Would you rather work for a male or female boss?
Despite all the progress women have made in climbing the workforce ranks, the answer to that question has consistently been the same: Most people prefer male bosses.
Survey after survey has confirmed the sentiment. The research also show a surprising consistency. Women, more than men, say they would rather have a male boss than one of their own gender.
In a Gallup poll from November, 35 percent of respondents preferred a male boss, 23 percent chose a female boss and 41 percent said they had no preference. By comparison, when Gallup first posed the question in 1952, only 5 percent said they preferred a female boss.
The stereotypes run deep. An assertive, dominant male boss is admired as a formidable leader, while a female boss with the same attributes is considered power-hungry and unlikeable.
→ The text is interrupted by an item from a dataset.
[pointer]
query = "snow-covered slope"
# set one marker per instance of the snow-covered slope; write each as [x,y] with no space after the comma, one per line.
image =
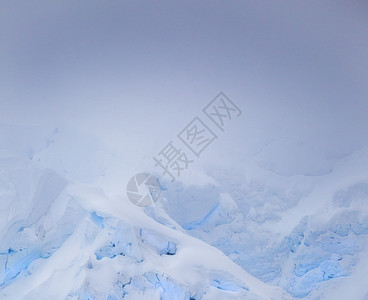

Consider the 2003 "Heidi Howard" study. In the study, Columbia University researchers told business students a story about a successful business person. Half of the class was told that person was a man named Howard, and the other half heard it was a woman named Heidi. The students described Howard as "competent" and "worthy of respect," Jezebel notes. And Heidi? You guessed it -- they said she was selfish and "not the type of person you would want to work for."
Even in this day and age, people still think of leaders as men, Alice Eagly, a social psychology professor at Northwestern University, told Forbes. "Leaders are thought to be people who are dominant and competitive and take charge and are confident," she said. "Those kinds of qualities are ascribed to men far more than women. Women are ascribed to be nice. We are, above all, nice."
This sets up a nearly impossible dilemma for female bosses. Should you be the "nice" woman that people expect, or do you dare display some of the assertive qualities that good leaders have? There is no easy answer.
There are so few women at the top that many of the people who say in surveys that they prefer male bosses have never had a female one to start with. Only 4.8 percent of all Fortune 500 CEOs are women, according to Catalyst, an advocacy group for women in business.
The pressure on those leaders is intense, judging by the growing criticism for Marissa Mayer of Yahoo (YHOO), or the attacks that came when Facebook (FB) chief operating officer Cheryl Sandberg released her "Lean In" book about women and careers. When Jill Abramson was fired as the executive editor of The New York Times, speculation mounted was that she was too "pushy," The New Yorker reports.
Women who do climb to the top are pilloried from all sides, and that doesn't look to be changing anytime soon. "Everyone applauds when they shatter that glass ceiling," writes Elizabeth Spiers on The Verge. "Then they pick up the shards, and start cutting away."